One Piece does a lot in this set as it closes out one season and begins the next. Wrapping up some subplots and bringing Brook on in full as the latest addition to the crew was a long time in coming but fully worth it. Thriller Bark delivered some great action and some silly if forgettable post-arc material before it gets underway with the Sabaody storyline. While the Kuma material was pretty much my favorite part of the set I’m also excited to revisit the Sabaody material since that’s a dynamic shifter for the crew as it gets underway with the next couple of sets. One Piece has a lot of things in motion as always and it continues to draw from the past in fun and surprising ways while also staying fully engaged in the future and what it entails. A very good set overall even with the quieter chunks and the less than thriller flashback material for Brook.

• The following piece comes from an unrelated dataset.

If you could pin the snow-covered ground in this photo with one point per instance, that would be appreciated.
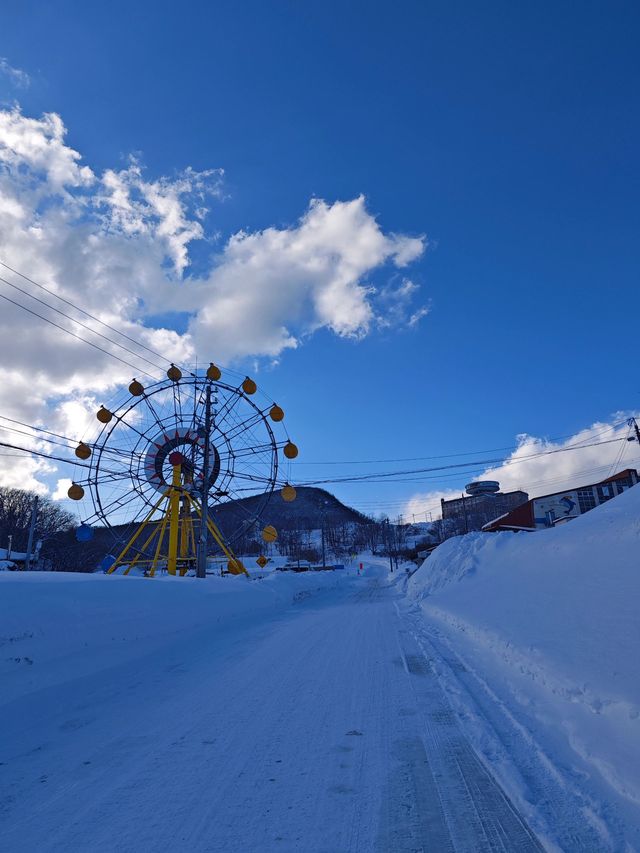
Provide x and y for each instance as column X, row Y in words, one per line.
column 489, row 703
column 548, row 625
column 295, row 713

Japanese 2.0 Language, English 5.1 Language, English Subtitles, One Piece in the Booth: with Christopher R. Sabat, One Piece in the Booth: with Eric Vale.
Content Grade: B
Audio Grade: B+
Video Grade: B
Packaging Grade: B+
Menu Grade: B
Extras Grade: B-
Released By: FUNimation
Release Date: June 28th, 2016
Running Time: 600 Minutes
Video Encoding: 480i/p MPEG-2
Aspect Ratio: 1.78:1 Anamorphic Widescreen
Sony KDL70R550A 70″ LED 1080P HDTV, Sony PlayStation3 Blu-ray player via HDMI set to 1080p, Onkyo TX-SR605 Receiver and Panasonic SB-TP20S Multi-Channel Speaker System With 100-Watt Subwoofer.